Hannibal ad portas

Hannibal ad portas!

Hannibal ad portas!

Hannibal ad portas!

Three times the evil tribe’s sighter cried out, so worsenings by lore arrive.

Having completed his report, that sorest decree

The breathless scout fell down unrestoringly, ensured of glory’s leaves.

To flound’ring heart his yet-unstoried hand brief clamoured

The foundling died without further sound, unphantomed unto the canon.

At his bowing out a furrowing frown softened

His xanthous crown like a sun-proud coffin.

Death unfurled his proper countenance

Which blur’s hurl had scourged with hurry’s unbeauty.

For aplomb in duty’s accomplishment, virgins sang dirges

At mound earthen’s verge;

Markless grave more remarkable became,

Moulded to pinion’s shape by master’s work.


Hannibal ad portas

Idea enough to steer to berserk and clucking hysteria in a steely people,

Knowing then the harsh correctitude of those more unsightly portents

Which fate queues as test of truth for rude questers toward importance.


Hannibal ad portas, his unmanageable cortege

The full glory of Hannibal’s uxorious forces a-roaring

Upon Jupiter’s porch, wielding torches.

They laughed, thinking the walls of their collapsible fortress impassable

As an Alp,

Yet here stood that range’s master, from ancient place hailing.

Unfellable elephants with barded faces

Bulks mailchained to repulse Roman rain

Faith-fervour hate maintained the razorine flavour

Of the Carthaginian army’s latent fury in lieu of daily training.

They had arrived, as their lightning leader had proclaimed.

Afraid nakedly were the taking natives of that dateless demesne

Outwardly their dotless cheeks undaunted, lip-haunting battlefroth

The mood-lifting arrival of a thrice-triumphed hero!


Vast mileslong wagon train in tow

The bulk of that force, who swore to burn Rome

Before the groaning, blister-provoking bronze of the tophet

Whose eternal flames every firstborn’s bone’s unholily fed

From the Vesuvian Plateau to the toe-darking snows

Which foe-knowing Barca led freezing soldiers o’er

Ten thousand thousands.


Turd-houses the trousers ‘came as clacking carnyxs resounded

To the hounds the carcasses

To redoubts the marquesses of doubtful virtue

Reading out the Sibylline pronouncements

Consulted when destruction insults Rome

Knowing well the awaiting fate of ancient places

Who warned of hubris failed to change,

Replacing naysaying prophets with useless nodders,

All to ensure the coffers of botherers well coddled.


Well-cobbled streets streaked with screaming blood

Left to mud or pledged to gore-loving Cybele

Cleft limbs, once acourse with sourceless vigour

Still now as wingless angels, pilum-graced.
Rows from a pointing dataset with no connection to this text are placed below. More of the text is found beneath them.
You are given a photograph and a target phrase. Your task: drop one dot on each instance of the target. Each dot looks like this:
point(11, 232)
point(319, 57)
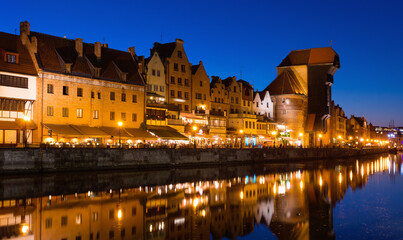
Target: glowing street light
point(120, 124)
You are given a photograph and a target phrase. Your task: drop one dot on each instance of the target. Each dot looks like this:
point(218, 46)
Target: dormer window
point(11, 58)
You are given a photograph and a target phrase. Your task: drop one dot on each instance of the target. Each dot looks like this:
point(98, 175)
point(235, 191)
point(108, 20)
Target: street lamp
point(120, 124)
point(194, 128)
point(26, 119)
point(274, 133)
point(320, 140)
point(241, 132)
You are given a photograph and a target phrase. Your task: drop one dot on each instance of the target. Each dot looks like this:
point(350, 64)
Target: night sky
point(251, 37)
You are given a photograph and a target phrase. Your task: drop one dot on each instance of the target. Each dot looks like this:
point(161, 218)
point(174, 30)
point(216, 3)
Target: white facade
point(263, 105)
point(156, 76)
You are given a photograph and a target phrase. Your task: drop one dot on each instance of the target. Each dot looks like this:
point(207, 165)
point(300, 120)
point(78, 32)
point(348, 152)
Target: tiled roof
point(164, 50)
point(245, 83)
point(194, 68)
point(311, 56)
point(12, 43)
point(285, 83)
point(54, 52)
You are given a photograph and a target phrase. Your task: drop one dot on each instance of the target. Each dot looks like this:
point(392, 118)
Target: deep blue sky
point(250, 35)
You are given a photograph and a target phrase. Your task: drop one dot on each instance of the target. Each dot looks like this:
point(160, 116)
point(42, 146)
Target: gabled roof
point(195, 68)
point(311, 56)
point(12, 43)
point(164, 50)
point(54, 52)
point(285, 83)
point(245, 83)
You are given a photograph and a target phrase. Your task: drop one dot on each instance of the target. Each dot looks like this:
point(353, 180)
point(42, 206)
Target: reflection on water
point(294, 204)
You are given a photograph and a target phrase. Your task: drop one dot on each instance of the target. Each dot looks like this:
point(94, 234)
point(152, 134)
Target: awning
point(90, 131)
point(310, 122)
point(64, 129)
point(17, 124)
point(114, 131)
point(191, 116)
point(168, 133)
point(141, 134)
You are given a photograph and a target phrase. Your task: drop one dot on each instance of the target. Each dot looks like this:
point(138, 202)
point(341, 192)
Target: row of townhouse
point(60, 90)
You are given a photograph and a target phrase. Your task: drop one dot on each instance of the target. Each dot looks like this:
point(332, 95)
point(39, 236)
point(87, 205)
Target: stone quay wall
point(70, 160)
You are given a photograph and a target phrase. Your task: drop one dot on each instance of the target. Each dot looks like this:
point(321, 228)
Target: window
point(79, 113)
point(65, 112)
point(95, 114)
point(49, 111)
point(65, 90)
point(64, 221)
point(48, 222)
point(50, 88)
point(94, 216)
point(79, 92)
point(134, 211)
point(12, 81)
point(11, 58)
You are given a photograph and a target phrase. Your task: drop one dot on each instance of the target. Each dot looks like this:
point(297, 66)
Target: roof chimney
point(132, 51)
point(97, 50)
point(24, 31)
point(180, 41)
point(79, 46)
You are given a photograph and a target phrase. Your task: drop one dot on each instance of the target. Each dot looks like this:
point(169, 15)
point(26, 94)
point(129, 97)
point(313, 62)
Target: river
point(333, 199)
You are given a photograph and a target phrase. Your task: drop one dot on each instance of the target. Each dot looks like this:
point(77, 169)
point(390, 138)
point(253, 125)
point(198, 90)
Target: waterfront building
point(247, 97)
point(262, 104)
point(84, 90)
point(17, 91)
point(310, 72)
point(178, 73)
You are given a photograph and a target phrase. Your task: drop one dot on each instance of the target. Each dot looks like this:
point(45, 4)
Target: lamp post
point(120, 124)
point(194, 128)
point(241, 132)
point(320, 140)
point(274, 133)
point(26, 119)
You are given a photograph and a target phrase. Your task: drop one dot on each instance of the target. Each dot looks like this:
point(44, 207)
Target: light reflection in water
point(292, 204)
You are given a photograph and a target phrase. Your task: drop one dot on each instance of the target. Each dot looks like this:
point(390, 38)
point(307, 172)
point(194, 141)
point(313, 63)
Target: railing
point(175, 122)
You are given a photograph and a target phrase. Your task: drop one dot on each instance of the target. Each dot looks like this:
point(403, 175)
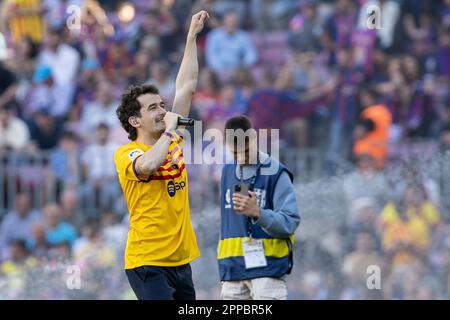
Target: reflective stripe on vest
point(232, 247)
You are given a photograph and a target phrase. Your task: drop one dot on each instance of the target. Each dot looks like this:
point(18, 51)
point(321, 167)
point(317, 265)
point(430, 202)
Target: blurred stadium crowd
point(364, 119)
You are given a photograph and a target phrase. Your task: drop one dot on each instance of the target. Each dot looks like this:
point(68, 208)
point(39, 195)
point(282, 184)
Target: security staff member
point(161, 241)
point(259, 217)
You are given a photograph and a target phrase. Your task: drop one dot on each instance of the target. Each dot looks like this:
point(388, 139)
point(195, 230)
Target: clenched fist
point(197, 22)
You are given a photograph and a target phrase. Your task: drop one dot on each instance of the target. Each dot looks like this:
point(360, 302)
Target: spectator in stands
point(63, 61)
point(228, 48)
point(207, 94)
point(356, 264)
point(102, 110)
point(405, 234)
point(101, 186)
point(57, 232)
point(363, 216)
point(372, 131)
point(71, 211)
point(65, 162)
point(272, 14)
point(339, 25)
point(17, 224)
point(225, 108)
point(443, 172)
point(14, 133)
point(8, 86)
point(45, 129)
point(304, 28)
point(365, 181)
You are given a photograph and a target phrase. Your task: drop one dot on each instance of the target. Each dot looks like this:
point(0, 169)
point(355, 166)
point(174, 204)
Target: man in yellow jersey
point(161, 240)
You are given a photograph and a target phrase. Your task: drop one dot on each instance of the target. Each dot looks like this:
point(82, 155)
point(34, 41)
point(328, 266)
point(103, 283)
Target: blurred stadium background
point(308, 68)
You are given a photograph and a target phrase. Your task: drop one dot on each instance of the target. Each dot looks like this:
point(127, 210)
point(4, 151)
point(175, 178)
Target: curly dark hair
point(130, 106)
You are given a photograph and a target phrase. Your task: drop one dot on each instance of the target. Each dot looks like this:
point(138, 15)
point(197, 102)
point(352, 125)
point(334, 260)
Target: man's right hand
point(171, 120)
point(197, 22)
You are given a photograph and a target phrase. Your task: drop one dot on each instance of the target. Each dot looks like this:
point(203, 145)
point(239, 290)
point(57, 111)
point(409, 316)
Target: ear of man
point(134, 121)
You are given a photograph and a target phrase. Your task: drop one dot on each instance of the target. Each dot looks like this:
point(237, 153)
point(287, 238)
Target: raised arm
point(187, 76)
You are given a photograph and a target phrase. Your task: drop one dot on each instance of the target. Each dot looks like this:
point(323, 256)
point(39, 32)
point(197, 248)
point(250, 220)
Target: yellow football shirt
point(161, 233)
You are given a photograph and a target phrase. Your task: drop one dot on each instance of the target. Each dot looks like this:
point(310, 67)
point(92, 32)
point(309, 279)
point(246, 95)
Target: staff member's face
point(246, 153)
point(152, 114)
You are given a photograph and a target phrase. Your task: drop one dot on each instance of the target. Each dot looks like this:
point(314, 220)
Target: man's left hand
point(246, 205)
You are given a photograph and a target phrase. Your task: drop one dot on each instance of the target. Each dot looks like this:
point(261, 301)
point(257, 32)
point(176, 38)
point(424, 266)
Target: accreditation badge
point(254, 253)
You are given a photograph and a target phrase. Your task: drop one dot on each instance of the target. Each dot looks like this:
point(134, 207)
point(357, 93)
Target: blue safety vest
point(236, 228)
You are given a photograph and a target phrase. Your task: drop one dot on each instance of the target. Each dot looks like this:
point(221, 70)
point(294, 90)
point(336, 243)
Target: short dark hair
point(239, 122)
point(130, 106)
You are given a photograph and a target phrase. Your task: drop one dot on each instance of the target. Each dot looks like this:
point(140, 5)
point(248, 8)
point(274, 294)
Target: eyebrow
point(154, 104)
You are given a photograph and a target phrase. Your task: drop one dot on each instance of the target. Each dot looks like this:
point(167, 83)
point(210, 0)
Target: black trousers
point(162, 283)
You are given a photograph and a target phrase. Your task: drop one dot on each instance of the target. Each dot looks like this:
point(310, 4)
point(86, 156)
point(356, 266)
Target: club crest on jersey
point(134, 153)
point(172, 187)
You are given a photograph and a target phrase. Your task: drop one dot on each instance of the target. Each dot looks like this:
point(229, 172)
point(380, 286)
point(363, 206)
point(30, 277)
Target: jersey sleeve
point(125, 159)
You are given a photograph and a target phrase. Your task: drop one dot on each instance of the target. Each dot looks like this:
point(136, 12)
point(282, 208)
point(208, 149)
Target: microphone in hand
point(185, 121)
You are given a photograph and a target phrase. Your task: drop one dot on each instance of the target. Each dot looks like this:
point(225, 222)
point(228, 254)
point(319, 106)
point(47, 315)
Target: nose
point(162, 111)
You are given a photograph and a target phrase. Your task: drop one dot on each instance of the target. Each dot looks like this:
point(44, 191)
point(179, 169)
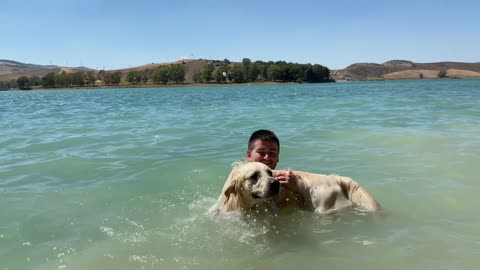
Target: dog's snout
point(275, 187)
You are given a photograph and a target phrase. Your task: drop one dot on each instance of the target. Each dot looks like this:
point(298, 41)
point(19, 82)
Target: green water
point(124, 178)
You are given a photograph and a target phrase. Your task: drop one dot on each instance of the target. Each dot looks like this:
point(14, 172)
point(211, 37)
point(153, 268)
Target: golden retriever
point(252, 188)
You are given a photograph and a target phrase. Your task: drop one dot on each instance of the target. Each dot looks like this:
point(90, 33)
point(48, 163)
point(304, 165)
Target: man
point(264, 147)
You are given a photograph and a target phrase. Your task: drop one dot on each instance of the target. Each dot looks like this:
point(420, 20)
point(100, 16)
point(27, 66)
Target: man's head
point(264, 147)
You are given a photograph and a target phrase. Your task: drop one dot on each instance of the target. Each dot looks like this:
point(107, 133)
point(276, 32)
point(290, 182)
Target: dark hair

Singer

Sing of once able figures

Of hobbled made-midgets, hovelless in borrowed cups

A groveller now but onto him a prophet’s bull bled out

By its nose ring even a close-thing cow is led out

So men are brought to new destinies by horn threnodies

At all hours Norns mending.

In a use-furrowed campaign cup a plump denari sits.


Forehead driving plough, all pride out lest civil’s hideout die out.

The learned long for the return of sterner virtues, which luxury dried out.

One response to “Hannibal ad portas”

  1. We stand sheltered by the corpses of Romans and Carthaginians and all their progeny, commenting on history like philosophers without togas.

    I know I side with Rome in my mind. Yet the tragedy of life loss knows no bounds, and to think of the shaven Carthaginian womenfolk grieving their men and boys – their sisters and mothers… Truly unsettling.